Le ton a été donné dès l'ouverture par la mairesse de Nicolet, qui a rappelé une vérité fondamentale applaudie par toutes et tous : nous habitons des territoires avec des limites géographiques et écologiques. Dans ce contexte, continuer de rêver à une expansion infinie et une croissance illimitée est une impasse. Pourtant, loin du constat d'échec, la reconnaissance de ces limites devient le point de départ d'une nouvelle façon de faire de la politique.

J’ai entendu des histoires inspirantes où l’on ne se bat plus seul·e dans son clocher. Plutôt que de s'épuiser à essayer de tout posséder, des élu·es choisissent de partager. On mutualise un directeur général avec le voisin, on crée des régies d'incendie communes, on se prête des camions de voirie lors des crises ou des systèmes de sonorisation et d’éclairage pour des fêtes de village. C’est une petite révolution de l’humilité d’admettre qu’on est plus fort·e ensemble et que la qualité du service à la population importe plus que le prestige d’avoir son propre équipement stationné dans le garage municipal.

Ce qui m’a le plus surprise et même un peu destabilisée, c’est cette audace de briser le tabou de la fiscalité par la pédagogie. Certaines personnes ont admis avoir gagné leurs élections en promettant… d’augmenter les taxes. Pourquoi? Parce qu’elles ont su lier chaque dollar à une vision concrète, comme le verdissement du cœur villageois ou la création d’une passerelle de mobilité active. Quand les gens voient leur milieu de vie se transformer, quand ils sentent que leur argent devient un investissement pour la fierté collective, les barrières tombent.

relfexion

L’espoir réside aussi dans cette capacité à devenir des « magiciens des montages financiers ». J’ai souri en entendant comment un petit montant de 5 000 $ attribué pour la création d’un skatepark a pu, par un jeu complexe de partenariats avec des OBNL, des entreprises locales et des programmes de subvention, se transformer en un projet de près de 200 000 $ porté par les jeunes du village. Ces élu·es ne sont plus de simples gestionnaires de comptes, mais jouent un rôle de catalyseur en mobilisant l’intelligence collective et les ressources de la société civile, comme en témoigne la création d’un club de ski de fond par des citoyen·nes grâce à un budget participatif!
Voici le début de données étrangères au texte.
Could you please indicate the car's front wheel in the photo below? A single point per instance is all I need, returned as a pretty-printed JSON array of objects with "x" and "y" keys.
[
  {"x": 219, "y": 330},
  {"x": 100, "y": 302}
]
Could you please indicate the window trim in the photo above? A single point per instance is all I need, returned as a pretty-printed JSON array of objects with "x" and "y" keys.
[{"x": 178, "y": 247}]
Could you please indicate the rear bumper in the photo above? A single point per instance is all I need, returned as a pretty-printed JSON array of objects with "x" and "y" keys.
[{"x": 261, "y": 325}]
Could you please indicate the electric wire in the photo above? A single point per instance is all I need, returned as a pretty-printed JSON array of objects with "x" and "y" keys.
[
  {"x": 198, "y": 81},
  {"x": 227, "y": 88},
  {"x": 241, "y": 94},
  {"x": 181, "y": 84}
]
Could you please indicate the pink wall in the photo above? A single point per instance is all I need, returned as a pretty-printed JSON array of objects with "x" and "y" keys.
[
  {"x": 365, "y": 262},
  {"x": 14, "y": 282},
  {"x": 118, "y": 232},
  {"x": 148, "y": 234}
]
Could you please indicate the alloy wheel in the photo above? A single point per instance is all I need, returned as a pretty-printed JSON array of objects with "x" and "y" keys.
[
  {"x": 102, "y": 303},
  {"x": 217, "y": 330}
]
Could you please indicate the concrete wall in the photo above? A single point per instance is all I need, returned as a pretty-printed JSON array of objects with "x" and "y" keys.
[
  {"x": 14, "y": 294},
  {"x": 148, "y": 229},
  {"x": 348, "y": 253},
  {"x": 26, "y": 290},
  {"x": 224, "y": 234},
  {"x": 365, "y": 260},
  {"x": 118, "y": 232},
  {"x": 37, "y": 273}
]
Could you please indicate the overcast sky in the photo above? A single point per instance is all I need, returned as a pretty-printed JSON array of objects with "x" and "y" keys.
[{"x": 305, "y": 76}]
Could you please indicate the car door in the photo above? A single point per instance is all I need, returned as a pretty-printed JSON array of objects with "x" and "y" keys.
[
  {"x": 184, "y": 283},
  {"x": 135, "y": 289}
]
Au Québec, une nouvelle garde municipale refuse la fatalité. Les élu·es qui la composent se voient comme des professionnel·les de la proximité, des praticien·nes qui acceptent de prendre des « pas de recul » lorsque l’adhésion citoyenne vacille pour mieux avancer ensemble par la suite. Elles et ils préparent le terrain pour la prochaine génération en créant des fonds de capitalisation ou en protégeant le patrimoine naturel sans aucune certitude d’être là pour couper le ruban dans vingt ans.

En quittant Nicolet, je me suis dit que ces élu·es sont nos meilleur·es partenaires pour faire tomber les barrières du conservatisme. Ils nous prouvent que la créativité est la monnaie la plus précieuse des milieux ruraux. Si nos ressources sont finies, notre capacité à collaborer, elle, est inépuisable. C’est là que se trouve le véritable moteur du changement pour le Québec de demain.